The girl nodded sharply, sorrow forgotten. “Deal. Take me home and we'll trade up.”
“I want the sword now.”
“How do I know you won't dump me and call the law-arms the minute you get your hands on it? Nope. No deal. Take me home, then we trade. The pouch for the sword's location.”
“I'll dump you right here...” Dailan warned.
“Please,” the girl begged with a quiet-like desperation that panged Dailan's sensibilities. “Please help me.”
Those big green eyes were parked over his shoulder with a look that nearly melted Dailan to a puddle. She batted her long silky eyelashes innocently, with a hurt look in them that was probably more than just the aching in her ankle. Dailan hated being off his game.
“Fine. But if you don't follow through, I'll do worse than set the law-arms on you,” Dailan said.
“Thank you!” the girl cried, hugging his neck from behind. “A friend worthy of mine is a friend worthy forever, I warranty. That means you get my name. It's Emmi.”
“Dainn,” Dailan returned sourly. He rolled his eyes in defeat. “How'd I manage to sink so low I got whooped at my own game by a gimpy wenchlet?”
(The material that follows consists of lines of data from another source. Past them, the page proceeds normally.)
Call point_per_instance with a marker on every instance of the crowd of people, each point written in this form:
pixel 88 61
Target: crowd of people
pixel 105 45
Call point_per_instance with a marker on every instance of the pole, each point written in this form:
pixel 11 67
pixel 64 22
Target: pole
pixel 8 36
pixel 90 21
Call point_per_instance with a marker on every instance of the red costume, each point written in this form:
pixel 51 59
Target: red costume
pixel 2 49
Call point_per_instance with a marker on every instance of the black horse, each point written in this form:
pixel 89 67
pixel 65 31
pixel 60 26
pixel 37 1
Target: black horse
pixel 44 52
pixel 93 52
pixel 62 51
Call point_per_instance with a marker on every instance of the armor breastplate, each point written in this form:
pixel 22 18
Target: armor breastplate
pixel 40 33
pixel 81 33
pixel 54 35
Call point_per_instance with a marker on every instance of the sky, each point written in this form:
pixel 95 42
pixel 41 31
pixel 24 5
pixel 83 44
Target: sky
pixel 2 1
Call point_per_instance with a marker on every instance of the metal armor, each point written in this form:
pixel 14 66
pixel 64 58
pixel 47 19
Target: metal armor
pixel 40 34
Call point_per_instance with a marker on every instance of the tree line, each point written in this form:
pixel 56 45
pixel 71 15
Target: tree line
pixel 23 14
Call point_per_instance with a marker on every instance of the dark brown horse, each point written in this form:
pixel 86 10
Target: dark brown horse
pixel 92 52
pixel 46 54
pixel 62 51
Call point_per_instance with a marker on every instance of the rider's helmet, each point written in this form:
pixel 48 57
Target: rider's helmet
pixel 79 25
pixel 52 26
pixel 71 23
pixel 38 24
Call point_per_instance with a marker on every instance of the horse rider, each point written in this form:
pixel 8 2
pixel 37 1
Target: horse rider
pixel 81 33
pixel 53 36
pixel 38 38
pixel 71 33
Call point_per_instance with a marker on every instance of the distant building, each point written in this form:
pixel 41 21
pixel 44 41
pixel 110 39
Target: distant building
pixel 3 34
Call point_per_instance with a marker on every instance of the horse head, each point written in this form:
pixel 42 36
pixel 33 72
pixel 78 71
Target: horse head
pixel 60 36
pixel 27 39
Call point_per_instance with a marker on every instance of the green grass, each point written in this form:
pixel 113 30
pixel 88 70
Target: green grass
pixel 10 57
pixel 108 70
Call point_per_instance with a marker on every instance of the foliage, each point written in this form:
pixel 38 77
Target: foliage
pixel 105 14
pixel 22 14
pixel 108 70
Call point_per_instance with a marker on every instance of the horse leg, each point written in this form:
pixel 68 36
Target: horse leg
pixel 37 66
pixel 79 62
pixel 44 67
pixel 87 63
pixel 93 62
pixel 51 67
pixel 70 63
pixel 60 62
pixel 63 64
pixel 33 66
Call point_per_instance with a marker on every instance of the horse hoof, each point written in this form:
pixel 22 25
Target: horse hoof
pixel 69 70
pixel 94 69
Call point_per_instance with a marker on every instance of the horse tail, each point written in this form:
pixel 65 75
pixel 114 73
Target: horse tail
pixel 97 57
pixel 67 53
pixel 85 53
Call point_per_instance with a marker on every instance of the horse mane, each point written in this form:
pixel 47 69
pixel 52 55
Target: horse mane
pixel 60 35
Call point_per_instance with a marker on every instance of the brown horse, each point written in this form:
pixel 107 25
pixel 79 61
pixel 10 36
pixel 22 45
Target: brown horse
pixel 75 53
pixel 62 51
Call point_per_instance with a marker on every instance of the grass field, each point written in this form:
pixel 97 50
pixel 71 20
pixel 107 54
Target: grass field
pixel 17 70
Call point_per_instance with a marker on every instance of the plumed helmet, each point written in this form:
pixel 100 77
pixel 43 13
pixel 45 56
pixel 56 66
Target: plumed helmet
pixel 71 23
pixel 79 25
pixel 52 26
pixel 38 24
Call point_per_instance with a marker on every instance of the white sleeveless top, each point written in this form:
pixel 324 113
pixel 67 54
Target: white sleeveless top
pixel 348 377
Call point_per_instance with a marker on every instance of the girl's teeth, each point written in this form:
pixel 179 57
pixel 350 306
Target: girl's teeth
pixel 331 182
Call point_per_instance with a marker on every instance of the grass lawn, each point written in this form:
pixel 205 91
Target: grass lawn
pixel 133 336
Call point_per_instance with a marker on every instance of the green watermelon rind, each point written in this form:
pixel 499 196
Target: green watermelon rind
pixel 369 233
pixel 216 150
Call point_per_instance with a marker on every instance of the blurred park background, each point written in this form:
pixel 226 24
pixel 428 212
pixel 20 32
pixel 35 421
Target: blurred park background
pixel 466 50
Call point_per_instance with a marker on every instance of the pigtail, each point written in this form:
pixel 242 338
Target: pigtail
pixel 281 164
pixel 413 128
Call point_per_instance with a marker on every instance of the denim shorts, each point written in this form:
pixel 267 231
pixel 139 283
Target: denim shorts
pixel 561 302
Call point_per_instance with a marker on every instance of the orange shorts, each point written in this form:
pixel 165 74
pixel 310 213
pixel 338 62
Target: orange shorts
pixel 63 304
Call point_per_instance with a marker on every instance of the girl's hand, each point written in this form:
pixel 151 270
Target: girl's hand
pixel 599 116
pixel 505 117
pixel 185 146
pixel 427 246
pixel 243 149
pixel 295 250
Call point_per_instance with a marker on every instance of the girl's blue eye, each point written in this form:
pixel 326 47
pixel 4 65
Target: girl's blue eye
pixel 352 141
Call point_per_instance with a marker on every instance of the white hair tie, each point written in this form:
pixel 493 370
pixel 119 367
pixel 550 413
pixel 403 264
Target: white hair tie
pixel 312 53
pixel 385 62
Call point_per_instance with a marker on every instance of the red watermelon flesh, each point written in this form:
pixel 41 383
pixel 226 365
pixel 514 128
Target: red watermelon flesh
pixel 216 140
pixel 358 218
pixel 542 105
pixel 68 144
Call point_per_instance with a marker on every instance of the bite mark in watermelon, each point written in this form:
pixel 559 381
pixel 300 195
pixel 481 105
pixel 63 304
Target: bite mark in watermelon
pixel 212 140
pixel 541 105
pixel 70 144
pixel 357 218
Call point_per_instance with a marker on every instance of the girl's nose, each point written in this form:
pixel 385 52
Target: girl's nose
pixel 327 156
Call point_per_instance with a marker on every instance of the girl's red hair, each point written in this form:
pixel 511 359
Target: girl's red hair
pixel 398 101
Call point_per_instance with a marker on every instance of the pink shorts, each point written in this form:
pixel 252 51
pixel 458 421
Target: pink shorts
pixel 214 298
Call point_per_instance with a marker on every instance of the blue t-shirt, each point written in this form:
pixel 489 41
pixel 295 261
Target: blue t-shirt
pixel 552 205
“I used my feminine wiles on you,” Emmi giggled. “Works every time.”
Dailan shifted Emmi's weight on his back for the tenth time and eased his head around the corner of a stone building on the far side of campus. It had been slow going, with Emmi directing him through back alleys and ways she said were short cuts. It didn't feel all that short to Dailan, what with a whole person lugged on his back. He was pretty good with direction and recognized hers was not necessarily aimed at shorter distances, but safer streets.
“That's it,” Emmi said, pointing to a humongous garden-hugged, palace-like manor a
t the very end of the posh avenue. “You don't have to take me all the way. I can manage from here.”
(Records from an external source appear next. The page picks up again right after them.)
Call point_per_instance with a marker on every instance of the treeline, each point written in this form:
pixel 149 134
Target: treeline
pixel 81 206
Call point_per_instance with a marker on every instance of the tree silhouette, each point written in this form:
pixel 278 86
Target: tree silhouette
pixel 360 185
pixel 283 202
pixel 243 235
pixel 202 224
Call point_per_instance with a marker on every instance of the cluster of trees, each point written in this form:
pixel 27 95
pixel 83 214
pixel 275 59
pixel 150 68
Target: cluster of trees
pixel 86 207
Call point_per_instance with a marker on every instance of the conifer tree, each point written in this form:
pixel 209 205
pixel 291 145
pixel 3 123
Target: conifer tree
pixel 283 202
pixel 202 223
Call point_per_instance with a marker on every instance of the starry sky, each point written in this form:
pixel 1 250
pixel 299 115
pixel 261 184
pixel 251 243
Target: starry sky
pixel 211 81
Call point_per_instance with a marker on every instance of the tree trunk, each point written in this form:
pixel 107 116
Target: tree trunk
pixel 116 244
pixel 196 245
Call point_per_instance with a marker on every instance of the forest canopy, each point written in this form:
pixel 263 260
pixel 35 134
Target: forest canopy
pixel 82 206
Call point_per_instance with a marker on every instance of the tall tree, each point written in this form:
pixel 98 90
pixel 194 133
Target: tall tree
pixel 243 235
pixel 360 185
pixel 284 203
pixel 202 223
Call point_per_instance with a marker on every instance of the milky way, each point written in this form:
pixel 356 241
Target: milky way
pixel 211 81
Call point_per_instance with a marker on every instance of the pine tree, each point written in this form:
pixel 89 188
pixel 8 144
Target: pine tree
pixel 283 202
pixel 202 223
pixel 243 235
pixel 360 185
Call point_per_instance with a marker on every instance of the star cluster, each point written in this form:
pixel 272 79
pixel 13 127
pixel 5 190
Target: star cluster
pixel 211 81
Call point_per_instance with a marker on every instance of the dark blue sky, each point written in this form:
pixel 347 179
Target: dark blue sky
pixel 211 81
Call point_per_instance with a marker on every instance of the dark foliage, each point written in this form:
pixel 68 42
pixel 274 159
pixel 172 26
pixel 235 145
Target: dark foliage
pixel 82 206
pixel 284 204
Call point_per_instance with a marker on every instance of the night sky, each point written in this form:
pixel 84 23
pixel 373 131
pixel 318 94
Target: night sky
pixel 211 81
“Starving younglings?” Dailan asked skeptically. “Anyone living in an estate that grandificent is eating high on the hog.”
“Oh, it's not mine. It's a pleasure house.”
“You live in a doxy den?” Dailan wrinkled his nose.
“A brothella,” Emmi corrected sharply.
Brothellas were legal businesses, adhering to the merchant's code of goods and services. As long as they were on the up and up, gave their employees fair wage, paid their taxes and such, there was nothing wrong with them to the law's eye. There were a lot of different kinds, depending on the part of town and how much the patron could afford. Most of the pleasure houses Dailan had ever seen were filthy fleshpots in lower districts. This manor wasn't anything like those. It looked like it catered to some pretty fancy-pants popinjays.
“What's wrong with that?” Emmi looked like she was about to slap him again.
Dailan winced in anticipation. “Nuthin. Just... I didn't reckon you to... that is, you don't look like...”
“I don't work there. Would I really be out pinching Maylen if I was making that kind of loran? Besides, I'm not cut out to be a courtesan. I am a pirate.”
“Seems like you're an awful lotta things in your mind. Right now you just look like a gimpy wenchlet hitching back rides from the servie what saved your hide,” Dailan countered.
The girl sulled up under a pout. “Put me down. We can trade up and you can be on your way.”
“Nope. Not the deal. I said I'd get you home and I will.”
Emmi didn't seem thrilled, but she didn't argue. They slipped around the back of the manor on a flowery stone path. When they reached a back entry door, Emmi slid from Dailan's back and fished a key from a cord around her neck. She jostled it in the glowing lumanere lock plate until it opened and she hopped inside, keeping one bracing hand on Dailan's arm.